Segundo a organização que acompanha o tema, a proposta autoriza que operadoras de transporte público instalem câmeras cobrindo entradas, saídas, bilheterias e plataformas, prevendo parcerias com órgãos de segurança para localizar pessoas foragidas da Justiça. O texto também permite que cidadãos enviem fotos de familiares desaparecidos para que as próprias operadoras auxiliem na localização, ampliando o escopo de uso da tecnologia para além do combate ao crime (Data Privacy Brasil, link acima).
Em nota técnica publicada posteriormente, a mesma organização voltou a tratar do assunto, destacando que a versão original do projeto tratava o uso do reconhecimento facial de forma superficial, sem prever mecanismos consistentes de proteção de dados pessoais frente à vigilância biométrica em massa (Data Privacy Brasil).
Bilhões gastos sem transparência sobre os resultados
Enquanto o Congresso discute a ampliação dessas ferramentas, levantamentos independentes já tentam medir o tamanho do que já existe. Estudo do Centro de Estudos de Segurança e Cidadania, batizado de Panóptico, calculou que o Brasil gastou pelo menos R$ 2,65 bilhões em projetos de reconhecimento facial na segurança pública desde 2019, mas o valor real pode ser ainda maior, já que a maior parte das iniciativas mapeadas não é transparente quanto aos recursos empregados (Núcleo Jornalismo).
A mesma reportagem aponta que a região Sudeste concentra o maior volume de recursos, com destaque para o Rio de Janeiro, e cita que o Smart Sampa, programa de reconhecimento facial da Prefeitura de São Paulo, não teria reduzido os índices de criminalidade na cidade desde sua implementação, segundo análise anterior do próprio centro de pesquisa (Núcleo Jornalismo, link acima).
Artigo publicado na Revista Camalotes, com base em relatório da Defensoria Pública da União em parceria com o mesmo centro de pesquisa, eleva ainda mais a escala do problema: seriam pelo menos 421 projetos ativos de reconhecimento facial no país, capazes de monitorar 87,2 milhões de pessoas. O texto aponta ausência de transparência, falta de evidências consistentes de eficácia e inexistência de controle público sobre esses sistemas (Revista Camalotes).
O que diz a Justiça e onde a tecnologia já é usada
Do ponto de vista jurídico, a tecnologia não é considerada ilegal por si só. Artigo publicado em site especializado em direito destaca que o Superior Tribunal de Justiça já reafirmou, em julgados recentes, que o monitoramento em via pública e o reconhecimento facial nesses locais não são ilegais, desde que respeitados os limites legais e constitucionais aplicáveis ao tratamento de dados pessoais (Meu Site Jurídico).

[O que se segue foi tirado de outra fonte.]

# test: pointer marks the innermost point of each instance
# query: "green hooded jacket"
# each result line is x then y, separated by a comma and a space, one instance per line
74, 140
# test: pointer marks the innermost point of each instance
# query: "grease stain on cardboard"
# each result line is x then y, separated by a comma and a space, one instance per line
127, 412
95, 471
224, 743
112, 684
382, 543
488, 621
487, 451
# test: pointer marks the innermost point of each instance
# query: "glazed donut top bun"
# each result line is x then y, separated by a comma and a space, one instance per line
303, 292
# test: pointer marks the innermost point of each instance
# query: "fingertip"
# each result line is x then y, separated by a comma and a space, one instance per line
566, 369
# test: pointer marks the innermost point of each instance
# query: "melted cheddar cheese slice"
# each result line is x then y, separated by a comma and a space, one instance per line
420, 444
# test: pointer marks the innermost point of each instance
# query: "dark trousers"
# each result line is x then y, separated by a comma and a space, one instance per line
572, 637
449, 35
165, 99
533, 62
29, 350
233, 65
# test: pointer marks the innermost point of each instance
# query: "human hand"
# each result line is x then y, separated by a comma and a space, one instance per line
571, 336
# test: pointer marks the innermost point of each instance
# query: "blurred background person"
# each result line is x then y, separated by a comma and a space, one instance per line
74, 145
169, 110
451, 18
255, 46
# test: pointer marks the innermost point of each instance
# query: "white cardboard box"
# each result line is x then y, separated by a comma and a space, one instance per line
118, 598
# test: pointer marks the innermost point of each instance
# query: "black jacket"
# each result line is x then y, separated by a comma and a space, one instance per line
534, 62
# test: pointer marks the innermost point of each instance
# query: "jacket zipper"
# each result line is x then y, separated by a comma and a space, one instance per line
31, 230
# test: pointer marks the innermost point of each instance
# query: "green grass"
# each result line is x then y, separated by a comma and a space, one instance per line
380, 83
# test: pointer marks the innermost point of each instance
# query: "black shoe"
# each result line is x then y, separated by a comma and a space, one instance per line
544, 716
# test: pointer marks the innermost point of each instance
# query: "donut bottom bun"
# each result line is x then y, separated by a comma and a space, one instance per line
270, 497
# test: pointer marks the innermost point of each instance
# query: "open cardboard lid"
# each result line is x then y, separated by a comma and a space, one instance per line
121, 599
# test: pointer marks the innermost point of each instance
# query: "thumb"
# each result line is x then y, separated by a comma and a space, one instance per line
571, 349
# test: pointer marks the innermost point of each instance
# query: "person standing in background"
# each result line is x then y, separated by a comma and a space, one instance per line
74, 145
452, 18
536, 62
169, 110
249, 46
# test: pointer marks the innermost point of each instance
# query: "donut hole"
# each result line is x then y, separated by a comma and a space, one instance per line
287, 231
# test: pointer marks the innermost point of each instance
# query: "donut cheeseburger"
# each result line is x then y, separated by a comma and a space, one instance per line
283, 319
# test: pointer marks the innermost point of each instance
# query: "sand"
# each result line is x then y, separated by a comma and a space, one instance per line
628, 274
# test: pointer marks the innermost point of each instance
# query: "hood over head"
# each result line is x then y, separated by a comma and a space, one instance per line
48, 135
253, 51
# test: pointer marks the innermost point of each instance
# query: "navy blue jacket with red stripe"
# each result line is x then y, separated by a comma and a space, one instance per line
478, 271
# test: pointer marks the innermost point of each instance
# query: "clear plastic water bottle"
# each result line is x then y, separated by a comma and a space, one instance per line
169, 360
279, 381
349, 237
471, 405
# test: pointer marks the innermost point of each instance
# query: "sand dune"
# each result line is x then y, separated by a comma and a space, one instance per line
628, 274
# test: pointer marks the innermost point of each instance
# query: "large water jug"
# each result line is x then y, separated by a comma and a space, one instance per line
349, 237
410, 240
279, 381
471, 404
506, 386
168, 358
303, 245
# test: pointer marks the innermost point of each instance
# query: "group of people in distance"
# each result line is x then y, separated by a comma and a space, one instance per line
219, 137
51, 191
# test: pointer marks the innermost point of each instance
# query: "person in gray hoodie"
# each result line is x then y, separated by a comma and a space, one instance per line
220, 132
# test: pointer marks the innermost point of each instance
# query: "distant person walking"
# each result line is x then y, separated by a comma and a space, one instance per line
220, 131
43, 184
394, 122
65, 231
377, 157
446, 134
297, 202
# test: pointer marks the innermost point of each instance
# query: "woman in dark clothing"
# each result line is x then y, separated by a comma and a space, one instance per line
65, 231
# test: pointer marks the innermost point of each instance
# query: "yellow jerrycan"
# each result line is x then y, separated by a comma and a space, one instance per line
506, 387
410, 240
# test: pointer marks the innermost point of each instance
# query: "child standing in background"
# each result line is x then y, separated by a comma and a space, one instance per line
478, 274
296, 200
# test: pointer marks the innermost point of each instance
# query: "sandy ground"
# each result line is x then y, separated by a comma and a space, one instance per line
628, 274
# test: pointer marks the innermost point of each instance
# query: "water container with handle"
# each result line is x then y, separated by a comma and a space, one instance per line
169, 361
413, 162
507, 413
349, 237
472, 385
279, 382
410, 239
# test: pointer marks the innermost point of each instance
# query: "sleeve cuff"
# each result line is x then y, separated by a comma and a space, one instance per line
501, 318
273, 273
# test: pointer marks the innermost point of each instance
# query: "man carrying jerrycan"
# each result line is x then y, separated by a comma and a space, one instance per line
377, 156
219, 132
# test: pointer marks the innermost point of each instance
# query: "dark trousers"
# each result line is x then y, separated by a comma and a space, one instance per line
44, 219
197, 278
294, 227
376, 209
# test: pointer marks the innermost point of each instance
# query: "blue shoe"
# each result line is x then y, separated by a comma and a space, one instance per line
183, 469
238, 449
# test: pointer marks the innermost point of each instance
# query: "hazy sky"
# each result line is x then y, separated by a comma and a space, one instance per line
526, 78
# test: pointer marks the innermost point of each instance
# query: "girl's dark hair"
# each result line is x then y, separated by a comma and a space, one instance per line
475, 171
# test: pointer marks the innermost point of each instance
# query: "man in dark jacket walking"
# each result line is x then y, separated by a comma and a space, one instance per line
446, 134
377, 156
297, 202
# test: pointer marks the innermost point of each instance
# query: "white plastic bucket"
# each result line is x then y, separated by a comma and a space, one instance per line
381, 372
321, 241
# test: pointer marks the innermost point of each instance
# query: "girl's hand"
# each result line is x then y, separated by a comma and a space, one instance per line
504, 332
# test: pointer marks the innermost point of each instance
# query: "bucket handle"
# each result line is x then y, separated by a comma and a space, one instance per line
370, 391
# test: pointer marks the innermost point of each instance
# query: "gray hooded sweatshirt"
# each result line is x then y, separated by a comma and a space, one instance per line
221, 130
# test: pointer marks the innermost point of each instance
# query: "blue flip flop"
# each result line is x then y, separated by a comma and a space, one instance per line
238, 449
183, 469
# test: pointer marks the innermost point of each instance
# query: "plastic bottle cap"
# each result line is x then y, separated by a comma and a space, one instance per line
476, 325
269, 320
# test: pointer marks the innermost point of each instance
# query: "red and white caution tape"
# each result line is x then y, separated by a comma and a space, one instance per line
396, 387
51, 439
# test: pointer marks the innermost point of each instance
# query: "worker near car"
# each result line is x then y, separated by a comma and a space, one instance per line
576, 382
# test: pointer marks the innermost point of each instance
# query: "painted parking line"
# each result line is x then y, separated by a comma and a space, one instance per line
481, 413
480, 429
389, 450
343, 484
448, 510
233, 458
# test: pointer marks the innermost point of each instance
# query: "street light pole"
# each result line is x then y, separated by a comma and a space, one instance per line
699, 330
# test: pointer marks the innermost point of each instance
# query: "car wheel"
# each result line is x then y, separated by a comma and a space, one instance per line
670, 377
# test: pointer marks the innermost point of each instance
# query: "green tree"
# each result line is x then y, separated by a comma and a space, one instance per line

Análise publicada pela revista Consultor Jurídico, assinada por pesquisadoras ligadas à área de direito penal e novas tecnologias, chama atenção para outro aspecto do debate: o risco de seletividade penal na aplicação dessas ferramentas, citando que boa parte da população presa no país é formada por pessoas negras, o que reforça a necessidade de regulamentação específica que equilibre eficiência policial e proteção a direitos fundamentais (Consultor Jurídico).
Reportagem do jornal Estado de Minas mostra como essa expansão já é visível no cotidiano de diferentes estados. Polícias da Bahia e do Rio de Janeiro, por exemplo, utilizam sistemas de reconhecimento facial em grandes eventos e áreas de grande circulação para tentar identificar pessoas foragidas da Justiça, em um uso que já deixou de ser experimental para se tornar rotina operacional (Estado de Minas).

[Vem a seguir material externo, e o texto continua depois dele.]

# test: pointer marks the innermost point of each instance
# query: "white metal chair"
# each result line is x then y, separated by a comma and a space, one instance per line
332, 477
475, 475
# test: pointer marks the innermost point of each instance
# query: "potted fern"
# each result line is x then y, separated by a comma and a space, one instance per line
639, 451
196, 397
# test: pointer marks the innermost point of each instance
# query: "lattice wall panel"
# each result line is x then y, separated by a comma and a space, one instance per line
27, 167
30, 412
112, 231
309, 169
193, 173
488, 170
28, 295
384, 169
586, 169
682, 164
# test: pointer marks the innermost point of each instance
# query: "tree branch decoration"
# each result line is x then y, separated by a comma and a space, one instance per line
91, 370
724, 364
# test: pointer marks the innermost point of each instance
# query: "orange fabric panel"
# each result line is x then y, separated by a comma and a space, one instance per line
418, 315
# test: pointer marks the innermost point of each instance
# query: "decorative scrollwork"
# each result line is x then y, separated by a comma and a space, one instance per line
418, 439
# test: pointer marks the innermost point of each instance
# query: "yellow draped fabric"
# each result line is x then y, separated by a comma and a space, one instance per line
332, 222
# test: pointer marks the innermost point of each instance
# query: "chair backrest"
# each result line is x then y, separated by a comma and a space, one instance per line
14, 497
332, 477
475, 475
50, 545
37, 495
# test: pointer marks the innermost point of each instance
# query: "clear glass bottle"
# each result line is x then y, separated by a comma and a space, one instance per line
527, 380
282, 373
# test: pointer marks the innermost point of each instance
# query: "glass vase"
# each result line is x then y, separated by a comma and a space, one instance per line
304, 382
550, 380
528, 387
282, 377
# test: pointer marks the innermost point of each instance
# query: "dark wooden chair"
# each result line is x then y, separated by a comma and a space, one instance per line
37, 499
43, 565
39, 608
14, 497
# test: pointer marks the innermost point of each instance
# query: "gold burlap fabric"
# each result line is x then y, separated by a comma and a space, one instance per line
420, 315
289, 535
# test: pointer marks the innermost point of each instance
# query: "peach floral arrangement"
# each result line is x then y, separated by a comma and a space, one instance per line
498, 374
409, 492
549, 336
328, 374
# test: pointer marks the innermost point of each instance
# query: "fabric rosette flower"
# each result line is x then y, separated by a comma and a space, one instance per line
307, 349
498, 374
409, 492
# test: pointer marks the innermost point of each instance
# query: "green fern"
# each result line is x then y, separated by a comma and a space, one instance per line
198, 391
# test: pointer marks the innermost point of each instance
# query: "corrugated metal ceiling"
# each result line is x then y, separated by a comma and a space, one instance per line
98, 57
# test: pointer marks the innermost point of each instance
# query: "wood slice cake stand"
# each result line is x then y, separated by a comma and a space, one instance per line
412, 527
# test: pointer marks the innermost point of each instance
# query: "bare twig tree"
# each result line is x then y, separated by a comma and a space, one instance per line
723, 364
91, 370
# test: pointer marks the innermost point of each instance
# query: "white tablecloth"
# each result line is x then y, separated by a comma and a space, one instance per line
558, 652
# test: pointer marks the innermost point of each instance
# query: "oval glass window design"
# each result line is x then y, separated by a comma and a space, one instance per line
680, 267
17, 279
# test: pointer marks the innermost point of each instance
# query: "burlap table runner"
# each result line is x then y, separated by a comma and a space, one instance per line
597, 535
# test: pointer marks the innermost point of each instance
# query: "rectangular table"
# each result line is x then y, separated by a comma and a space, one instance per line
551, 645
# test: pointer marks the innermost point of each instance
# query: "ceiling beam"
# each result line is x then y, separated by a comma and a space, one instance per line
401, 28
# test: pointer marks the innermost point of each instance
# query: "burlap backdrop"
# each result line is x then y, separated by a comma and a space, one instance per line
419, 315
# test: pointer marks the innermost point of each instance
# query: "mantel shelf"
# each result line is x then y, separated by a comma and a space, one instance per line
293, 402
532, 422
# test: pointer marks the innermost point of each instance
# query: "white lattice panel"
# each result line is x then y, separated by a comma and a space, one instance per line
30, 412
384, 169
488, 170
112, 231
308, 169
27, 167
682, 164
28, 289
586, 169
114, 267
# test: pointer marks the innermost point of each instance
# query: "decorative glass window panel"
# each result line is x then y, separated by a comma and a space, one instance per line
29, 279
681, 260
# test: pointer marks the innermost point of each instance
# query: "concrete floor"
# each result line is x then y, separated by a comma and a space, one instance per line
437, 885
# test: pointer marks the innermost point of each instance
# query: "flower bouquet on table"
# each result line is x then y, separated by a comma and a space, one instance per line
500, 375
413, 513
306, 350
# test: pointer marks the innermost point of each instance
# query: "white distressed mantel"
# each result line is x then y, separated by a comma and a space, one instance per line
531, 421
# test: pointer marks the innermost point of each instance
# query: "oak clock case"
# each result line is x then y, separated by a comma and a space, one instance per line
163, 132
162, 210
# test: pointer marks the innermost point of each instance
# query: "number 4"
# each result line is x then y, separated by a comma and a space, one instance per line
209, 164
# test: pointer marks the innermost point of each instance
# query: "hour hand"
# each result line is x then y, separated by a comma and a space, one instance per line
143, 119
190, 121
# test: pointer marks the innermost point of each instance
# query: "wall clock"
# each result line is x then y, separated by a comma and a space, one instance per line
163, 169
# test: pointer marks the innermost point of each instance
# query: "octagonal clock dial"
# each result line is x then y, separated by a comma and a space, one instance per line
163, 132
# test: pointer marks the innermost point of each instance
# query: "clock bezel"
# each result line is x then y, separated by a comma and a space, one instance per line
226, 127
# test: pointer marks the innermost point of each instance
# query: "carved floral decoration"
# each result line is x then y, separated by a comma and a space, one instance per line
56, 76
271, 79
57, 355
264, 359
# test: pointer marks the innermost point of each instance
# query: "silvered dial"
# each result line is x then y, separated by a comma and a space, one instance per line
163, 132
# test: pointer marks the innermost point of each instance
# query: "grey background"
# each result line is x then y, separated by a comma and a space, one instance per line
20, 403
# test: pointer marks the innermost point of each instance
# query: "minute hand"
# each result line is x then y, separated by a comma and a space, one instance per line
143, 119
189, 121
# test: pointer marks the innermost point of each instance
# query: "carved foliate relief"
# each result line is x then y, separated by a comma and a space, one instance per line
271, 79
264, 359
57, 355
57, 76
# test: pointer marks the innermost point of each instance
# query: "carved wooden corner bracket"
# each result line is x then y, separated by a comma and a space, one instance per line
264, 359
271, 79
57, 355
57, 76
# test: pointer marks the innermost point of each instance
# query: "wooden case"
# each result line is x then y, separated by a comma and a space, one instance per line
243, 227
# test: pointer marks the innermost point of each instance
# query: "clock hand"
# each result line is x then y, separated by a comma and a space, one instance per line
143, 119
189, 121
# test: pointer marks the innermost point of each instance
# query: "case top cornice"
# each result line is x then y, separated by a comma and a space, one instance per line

O quadro que emerge desses diferentes levantamentos é o de uma tecnologia que avança mais rápido do que a capacidade do poder público de medir seus resultados e explicar seus custos à população. Enquanto o Congresso decide se amplia ainda mais esse uso por meio do PL 1828/2023, a pergunta que fica para o cidadão comum é até que ponto ele está sendo, de fato, mais protegido, e não apenas mais vigiado.